La situation démographique des villes d’Algérie, ainsi que la rhétorique des devoirs auxquels ne devaient pas échapper des étrangers enclins à se soustraire à toute contribution à la collectivité, obligeaient les miliciens de différentes nationalités à cohabiter au sein de mêmes compagnies. L’enjeu constant fut de faire participer activement les étrangers aux servitudes de la garde tout en veillant à ce qu’ils soient laissés dans une position subalterne sur le plan du commandement et des honneurs.
En la matière, la Garde devait rester nationale en une époque où les frontières du national étaient loin d’être intimement intégrées. Les quelques rappels aux textes faisant suite à l’élection d’officiers étrangers – Espagnols en particulier – tenaient cependant plus à la suprématie des non-nationaux dans certaines compagnies qu’à un trouble véritable sur les délimitations de la francité. Cette dernière était cependant ébranlée en ce qui concernait l’appartenance des « israélites ».

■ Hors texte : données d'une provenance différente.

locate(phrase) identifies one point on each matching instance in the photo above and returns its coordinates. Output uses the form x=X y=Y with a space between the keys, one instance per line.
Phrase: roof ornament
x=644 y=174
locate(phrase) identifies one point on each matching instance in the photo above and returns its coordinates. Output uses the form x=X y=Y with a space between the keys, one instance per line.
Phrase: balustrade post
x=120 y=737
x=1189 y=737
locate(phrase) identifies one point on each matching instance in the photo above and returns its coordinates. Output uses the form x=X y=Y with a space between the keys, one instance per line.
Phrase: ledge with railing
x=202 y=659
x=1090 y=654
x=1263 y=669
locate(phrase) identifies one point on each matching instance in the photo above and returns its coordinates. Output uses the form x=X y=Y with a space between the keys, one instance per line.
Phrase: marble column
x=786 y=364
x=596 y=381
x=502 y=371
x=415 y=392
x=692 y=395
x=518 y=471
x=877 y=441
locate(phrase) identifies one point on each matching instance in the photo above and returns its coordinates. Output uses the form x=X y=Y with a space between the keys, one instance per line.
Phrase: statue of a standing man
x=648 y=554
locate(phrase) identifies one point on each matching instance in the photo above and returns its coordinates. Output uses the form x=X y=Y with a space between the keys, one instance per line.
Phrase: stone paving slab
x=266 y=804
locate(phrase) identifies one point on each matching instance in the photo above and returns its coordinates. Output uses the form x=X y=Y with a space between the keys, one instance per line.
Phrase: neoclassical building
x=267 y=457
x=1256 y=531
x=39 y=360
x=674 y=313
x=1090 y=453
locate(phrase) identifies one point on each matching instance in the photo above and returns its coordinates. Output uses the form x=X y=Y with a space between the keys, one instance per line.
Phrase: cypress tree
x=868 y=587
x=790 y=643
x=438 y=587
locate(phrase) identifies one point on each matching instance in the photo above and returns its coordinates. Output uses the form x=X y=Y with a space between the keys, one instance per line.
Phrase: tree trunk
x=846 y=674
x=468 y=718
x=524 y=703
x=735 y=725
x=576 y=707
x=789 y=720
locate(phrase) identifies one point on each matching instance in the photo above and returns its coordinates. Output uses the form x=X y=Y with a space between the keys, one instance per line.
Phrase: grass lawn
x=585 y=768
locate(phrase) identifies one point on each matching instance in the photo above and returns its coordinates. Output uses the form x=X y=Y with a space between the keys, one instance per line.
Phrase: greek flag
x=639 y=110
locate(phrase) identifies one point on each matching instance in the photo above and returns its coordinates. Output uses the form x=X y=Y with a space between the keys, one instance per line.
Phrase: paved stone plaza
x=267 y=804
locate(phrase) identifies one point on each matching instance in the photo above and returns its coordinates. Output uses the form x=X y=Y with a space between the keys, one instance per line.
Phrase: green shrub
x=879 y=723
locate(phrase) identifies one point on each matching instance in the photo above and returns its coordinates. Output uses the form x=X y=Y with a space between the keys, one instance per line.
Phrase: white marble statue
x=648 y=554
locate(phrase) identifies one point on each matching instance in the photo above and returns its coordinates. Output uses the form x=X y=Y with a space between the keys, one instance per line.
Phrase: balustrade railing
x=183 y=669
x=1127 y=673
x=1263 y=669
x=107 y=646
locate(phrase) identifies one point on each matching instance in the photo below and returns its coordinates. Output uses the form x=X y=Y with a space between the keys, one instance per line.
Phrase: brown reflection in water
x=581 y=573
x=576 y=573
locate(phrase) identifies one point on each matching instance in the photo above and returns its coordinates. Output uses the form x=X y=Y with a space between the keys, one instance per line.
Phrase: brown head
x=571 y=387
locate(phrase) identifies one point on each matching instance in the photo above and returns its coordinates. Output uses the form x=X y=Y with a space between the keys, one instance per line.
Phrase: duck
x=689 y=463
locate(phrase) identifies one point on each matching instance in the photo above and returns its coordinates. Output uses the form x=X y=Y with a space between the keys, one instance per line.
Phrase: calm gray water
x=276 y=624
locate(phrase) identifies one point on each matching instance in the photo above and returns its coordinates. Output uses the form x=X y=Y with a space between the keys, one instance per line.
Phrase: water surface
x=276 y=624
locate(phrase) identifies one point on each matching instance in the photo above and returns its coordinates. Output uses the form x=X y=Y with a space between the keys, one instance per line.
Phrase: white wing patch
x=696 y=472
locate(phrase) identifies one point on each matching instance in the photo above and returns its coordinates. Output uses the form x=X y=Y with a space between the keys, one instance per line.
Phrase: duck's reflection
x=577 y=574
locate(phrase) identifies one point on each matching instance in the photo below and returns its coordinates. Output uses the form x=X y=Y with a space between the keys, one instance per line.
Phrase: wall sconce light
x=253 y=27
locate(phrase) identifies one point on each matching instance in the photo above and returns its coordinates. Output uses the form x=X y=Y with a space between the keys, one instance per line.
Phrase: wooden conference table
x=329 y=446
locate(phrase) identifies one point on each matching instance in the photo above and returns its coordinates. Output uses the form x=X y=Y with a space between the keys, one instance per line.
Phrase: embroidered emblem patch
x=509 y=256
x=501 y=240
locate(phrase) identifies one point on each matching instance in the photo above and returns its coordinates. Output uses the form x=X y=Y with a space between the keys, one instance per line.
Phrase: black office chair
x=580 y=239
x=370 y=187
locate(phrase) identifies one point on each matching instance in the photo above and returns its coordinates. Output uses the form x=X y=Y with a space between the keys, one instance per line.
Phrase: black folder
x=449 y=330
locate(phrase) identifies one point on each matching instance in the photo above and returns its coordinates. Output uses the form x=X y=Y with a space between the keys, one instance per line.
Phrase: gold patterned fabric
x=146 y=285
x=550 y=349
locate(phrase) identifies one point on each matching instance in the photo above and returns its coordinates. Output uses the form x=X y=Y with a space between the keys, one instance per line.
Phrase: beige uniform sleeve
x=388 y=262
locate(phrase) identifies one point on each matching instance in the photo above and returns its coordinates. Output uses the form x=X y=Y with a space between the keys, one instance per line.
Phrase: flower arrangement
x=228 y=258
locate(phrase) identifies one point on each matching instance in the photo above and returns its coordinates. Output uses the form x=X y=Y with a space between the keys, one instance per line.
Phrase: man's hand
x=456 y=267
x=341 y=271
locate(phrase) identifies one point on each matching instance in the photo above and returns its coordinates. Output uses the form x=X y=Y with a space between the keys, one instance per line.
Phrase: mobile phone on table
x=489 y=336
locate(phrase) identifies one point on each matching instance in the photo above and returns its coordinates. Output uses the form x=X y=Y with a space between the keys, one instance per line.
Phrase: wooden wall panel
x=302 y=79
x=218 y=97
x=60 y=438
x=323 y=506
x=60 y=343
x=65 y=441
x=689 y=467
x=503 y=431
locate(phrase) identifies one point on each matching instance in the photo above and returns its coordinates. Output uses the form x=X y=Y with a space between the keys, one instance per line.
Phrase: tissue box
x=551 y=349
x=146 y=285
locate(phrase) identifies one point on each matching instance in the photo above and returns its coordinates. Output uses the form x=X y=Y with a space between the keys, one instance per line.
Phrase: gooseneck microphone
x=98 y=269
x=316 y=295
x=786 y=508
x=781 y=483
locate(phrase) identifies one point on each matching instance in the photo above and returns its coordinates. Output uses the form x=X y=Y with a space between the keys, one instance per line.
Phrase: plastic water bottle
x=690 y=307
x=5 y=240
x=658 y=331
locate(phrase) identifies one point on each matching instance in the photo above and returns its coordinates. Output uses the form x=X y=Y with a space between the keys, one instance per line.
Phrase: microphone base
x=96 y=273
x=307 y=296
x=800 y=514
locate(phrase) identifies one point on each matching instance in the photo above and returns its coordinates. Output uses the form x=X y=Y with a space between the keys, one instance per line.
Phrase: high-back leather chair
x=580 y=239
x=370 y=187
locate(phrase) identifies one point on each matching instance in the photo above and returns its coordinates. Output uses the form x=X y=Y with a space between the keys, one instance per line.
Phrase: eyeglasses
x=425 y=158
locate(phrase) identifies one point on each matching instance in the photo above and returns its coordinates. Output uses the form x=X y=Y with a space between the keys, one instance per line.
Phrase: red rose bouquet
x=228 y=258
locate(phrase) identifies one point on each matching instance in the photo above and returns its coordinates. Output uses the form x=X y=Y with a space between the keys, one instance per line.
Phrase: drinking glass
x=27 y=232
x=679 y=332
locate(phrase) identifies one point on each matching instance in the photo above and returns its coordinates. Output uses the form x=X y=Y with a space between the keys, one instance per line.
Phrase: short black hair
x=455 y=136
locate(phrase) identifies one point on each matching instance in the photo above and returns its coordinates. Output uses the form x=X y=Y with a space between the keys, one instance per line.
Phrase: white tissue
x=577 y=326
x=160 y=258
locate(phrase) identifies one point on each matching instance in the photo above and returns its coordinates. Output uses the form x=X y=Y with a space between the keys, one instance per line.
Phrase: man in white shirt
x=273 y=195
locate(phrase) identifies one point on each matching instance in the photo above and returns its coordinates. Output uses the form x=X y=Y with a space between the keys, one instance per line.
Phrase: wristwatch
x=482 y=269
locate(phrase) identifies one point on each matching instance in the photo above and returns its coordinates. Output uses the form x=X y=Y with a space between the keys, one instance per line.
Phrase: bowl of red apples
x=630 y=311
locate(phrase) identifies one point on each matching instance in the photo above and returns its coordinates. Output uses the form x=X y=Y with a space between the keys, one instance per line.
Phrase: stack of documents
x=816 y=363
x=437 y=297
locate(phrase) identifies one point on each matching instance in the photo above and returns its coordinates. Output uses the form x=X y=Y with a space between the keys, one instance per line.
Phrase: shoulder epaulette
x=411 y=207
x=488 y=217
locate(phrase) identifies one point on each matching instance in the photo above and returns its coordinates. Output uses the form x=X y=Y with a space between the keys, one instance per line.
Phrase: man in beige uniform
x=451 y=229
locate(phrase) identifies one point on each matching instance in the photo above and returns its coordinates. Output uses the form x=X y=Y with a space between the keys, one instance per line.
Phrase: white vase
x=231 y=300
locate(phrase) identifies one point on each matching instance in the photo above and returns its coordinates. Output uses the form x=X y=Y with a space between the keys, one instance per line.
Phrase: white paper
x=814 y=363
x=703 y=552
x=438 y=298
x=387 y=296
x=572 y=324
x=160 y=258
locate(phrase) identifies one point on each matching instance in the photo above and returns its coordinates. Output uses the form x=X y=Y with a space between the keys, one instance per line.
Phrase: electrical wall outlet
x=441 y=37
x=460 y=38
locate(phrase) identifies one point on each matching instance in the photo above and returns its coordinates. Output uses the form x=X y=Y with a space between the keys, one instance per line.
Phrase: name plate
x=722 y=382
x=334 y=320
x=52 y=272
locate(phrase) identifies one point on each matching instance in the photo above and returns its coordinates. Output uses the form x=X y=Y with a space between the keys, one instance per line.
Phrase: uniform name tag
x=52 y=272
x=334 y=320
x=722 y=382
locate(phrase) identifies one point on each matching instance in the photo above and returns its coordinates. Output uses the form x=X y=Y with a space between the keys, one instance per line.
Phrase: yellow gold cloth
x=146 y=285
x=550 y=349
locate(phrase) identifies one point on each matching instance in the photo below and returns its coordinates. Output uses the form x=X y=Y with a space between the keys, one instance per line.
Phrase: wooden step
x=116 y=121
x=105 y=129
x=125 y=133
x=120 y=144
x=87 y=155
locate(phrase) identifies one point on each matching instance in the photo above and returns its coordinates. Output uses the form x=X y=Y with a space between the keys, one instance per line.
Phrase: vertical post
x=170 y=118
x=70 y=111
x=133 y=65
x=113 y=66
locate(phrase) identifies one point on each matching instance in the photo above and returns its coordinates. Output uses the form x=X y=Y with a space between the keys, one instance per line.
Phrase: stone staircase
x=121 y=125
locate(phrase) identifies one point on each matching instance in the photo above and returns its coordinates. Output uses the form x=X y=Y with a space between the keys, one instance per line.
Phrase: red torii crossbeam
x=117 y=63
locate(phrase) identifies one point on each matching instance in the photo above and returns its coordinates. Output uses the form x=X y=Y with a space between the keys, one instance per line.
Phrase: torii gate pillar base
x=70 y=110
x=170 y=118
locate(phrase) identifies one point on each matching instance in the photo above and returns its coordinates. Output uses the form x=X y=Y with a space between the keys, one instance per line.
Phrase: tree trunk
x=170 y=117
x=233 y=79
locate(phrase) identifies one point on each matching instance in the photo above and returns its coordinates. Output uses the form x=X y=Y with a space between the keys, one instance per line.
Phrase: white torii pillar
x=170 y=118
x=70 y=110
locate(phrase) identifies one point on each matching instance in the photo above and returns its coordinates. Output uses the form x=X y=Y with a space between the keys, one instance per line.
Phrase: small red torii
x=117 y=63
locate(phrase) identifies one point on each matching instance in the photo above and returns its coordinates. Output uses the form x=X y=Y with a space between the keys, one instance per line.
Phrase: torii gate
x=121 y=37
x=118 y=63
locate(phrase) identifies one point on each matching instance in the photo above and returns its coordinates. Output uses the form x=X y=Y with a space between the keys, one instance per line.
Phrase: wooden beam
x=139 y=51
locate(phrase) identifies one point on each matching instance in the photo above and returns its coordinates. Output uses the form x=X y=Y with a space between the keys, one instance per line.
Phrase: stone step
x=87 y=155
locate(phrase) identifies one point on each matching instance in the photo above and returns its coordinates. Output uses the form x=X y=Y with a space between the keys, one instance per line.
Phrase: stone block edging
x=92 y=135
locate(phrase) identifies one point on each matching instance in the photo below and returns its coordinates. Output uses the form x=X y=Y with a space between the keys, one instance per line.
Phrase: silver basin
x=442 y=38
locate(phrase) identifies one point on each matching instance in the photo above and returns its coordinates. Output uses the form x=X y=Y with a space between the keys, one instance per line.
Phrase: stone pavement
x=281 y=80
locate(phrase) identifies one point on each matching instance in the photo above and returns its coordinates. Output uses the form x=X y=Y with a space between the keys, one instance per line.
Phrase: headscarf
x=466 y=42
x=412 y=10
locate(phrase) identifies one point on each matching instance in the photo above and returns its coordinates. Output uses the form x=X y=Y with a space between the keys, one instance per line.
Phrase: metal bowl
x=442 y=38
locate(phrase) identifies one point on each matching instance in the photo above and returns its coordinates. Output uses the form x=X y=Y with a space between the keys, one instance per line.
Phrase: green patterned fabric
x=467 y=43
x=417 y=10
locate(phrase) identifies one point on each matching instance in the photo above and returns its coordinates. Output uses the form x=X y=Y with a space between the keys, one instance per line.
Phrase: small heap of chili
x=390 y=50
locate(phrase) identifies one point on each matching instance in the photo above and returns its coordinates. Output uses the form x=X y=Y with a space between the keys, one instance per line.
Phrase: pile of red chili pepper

Ceux-ci apparaissaient en effet comme ayant bénéficié de la domination française à laquelle ils s’étaient immédiatement ralliés. Ils n’étaient donc pas considérés comme étant dans la même situation que les « musulmans » auxquels ils étaient pourtant amalgamés, dans certains textes, au travers de la catégorie « d’indigènes ». Dans l’Oranais, les citadins de confession israélite furent fortement sollicités pour soutenir l’effort de guerre contre l’émir Abd El Kader – par des livraisons de produits et des prélèvements fiscaux –, mais ils ne semblent pas avoir été intégrés aux premières milices urbaines [66]. En temps de paix se posait cependant la question de leur contribution : certes, un impôt spécifique était parfois levé afin de compenser l’absence de garde, mais cette alternative n’était pas accessible aux Européens. Une note « au sujet du projet d’incorporer les juifs dans la milice d’Oran », adressée au directeur de l’Intérieur à Alger, par son représentant à Oran, le 24 octobre 1841, illustre cet embarras face à la « nation juive » [67].
Dans tous les cas, ils risquaient d’apparaître comme des « privilégiés » : soit ils n’étaient pas incorporés et ils ne contribuaient pas à un service dont ils bénéficiaient ; soit ils étaient jugés dignes de participer à la milice, ce qui risquait de les faire apparaître comme des bénéficiaires de la conquête de 1830, en particulier auprès des Algériens musulmans toujours invoqués quand il s’agissait de justifier les mesures vexatoires prises à l’encontre des juifs.
Il semble que la solution alors trouvée fut de distinguer entre les « juifs assimilés » et les autres : au début des années 1850, seuls ceux habillés en costume traditionnel continuaient d’être exemptés du service de la milice [68]. Mais, pour une partie de l’administration coloniale, cela apparaissait comme une bien piètre incitation à l’assimilation.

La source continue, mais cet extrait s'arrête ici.